I leaned forward. "I've been providing for us since—"

"Bullshit!" Jenna said. "Don't even go there. My father paid for everything. And now that he's fallen on hard times and needs our help, you pretend you're this self-righteous social justice warrior."

"I didn't know you felt this way." I folded my arms across my chest and slumped in my chair. "It's not that I cared more about work or school; I was scared of losing you. I was scared you'd love someone else more than me. I was waiting for you to leave."

"And you thought it best not to tell me?" Jenna said. "You gave me the cold shoulder for too long, and so I looked elsewhere. And now, I'm sorry. I feel ashamed of myself."

"Well, you should feel bad. Besides, I wanted to prove I loved you. I wanted you to love me for me, without me trying too hard."

Jenna held her head in her hands. "This miscommunication shit is driving me crazy."

"You and me both," I said. "Look, Jenna, I love you." I slid my hand across the table to clasp her hand. "It's going to be okay."

"You don't know that."

"I do."

"But you don't. Besides, what about the baby? I mean, what if the baby isn't yours?"

"Well, people have to have sex to make a baby, right? We haven't slept together in a year, Jenna."

"Don't patronize me. Besides, whose fault is that?"

"And this is my fault, too?"

"I wore lingerie for you, but you'd read a book over having sex with me." Jenna waved her hands. "Why do you think I was getting ready to leave you!" Jenna shouted.

I looked around the cafe and placed my finger on my lips. "There are people in here. Don't be rude," I said. "Okay, think about this—"

"I have—"

"And you're keeping it, right?"

"Wasn't planning on it."

"Although I'm pro-choice in certain situations, this isn't one of them, Jenna."

"You'd raise someone else's baby? What's gotten into you?"

"You're not having an abortion. You have to have it."

"It's my decision to make."

"It is, but I'm telling, no, I'm begging you not to."

"I'll sleep on it."

"Besides Robert, who else could be the father?"

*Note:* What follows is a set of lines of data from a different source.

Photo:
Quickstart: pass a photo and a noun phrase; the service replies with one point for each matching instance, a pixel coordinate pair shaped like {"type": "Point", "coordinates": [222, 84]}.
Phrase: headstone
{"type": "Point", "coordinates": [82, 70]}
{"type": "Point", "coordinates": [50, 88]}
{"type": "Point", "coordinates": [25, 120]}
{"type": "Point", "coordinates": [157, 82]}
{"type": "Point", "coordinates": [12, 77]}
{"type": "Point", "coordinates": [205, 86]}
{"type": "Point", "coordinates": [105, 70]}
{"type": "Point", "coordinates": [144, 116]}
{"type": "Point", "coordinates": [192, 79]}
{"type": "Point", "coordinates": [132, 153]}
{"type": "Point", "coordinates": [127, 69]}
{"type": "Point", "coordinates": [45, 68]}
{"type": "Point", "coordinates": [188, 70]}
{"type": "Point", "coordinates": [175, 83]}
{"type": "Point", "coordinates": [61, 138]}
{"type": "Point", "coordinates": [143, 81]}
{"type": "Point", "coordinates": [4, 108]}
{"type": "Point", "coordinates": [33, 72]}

Jenna lowered her head and then took another sip of her mocha. "I don't know."

"And you called me irresponsible?" I pushed my coffee out of the way and folded my hands. 

"See, this is why I don't tell you anything."

"No, this is why you should tell me everything."

"I went out with the girls one night, and at a bar, I met this tall dude, and we connected. It just happened. It wasn't planned. We did it in the—"

"Enough! I don't need details," I said. "What I need is the truth. Does your dad know?"

"Why do you think Dad went back to gambling? It's hard for me to see him return to his old devices. He'd been clean for ten years. Dad's never had a problem with alcohol or drugs, but gambling consumed him. He's on the verge of losing everything. I made sure the money you gave him went to the house payments. He didn't know it, though, because I took the cash while he was asleep and went straight to the bank."

"Sounds like you hurt the both us of badly. What were you thinking?"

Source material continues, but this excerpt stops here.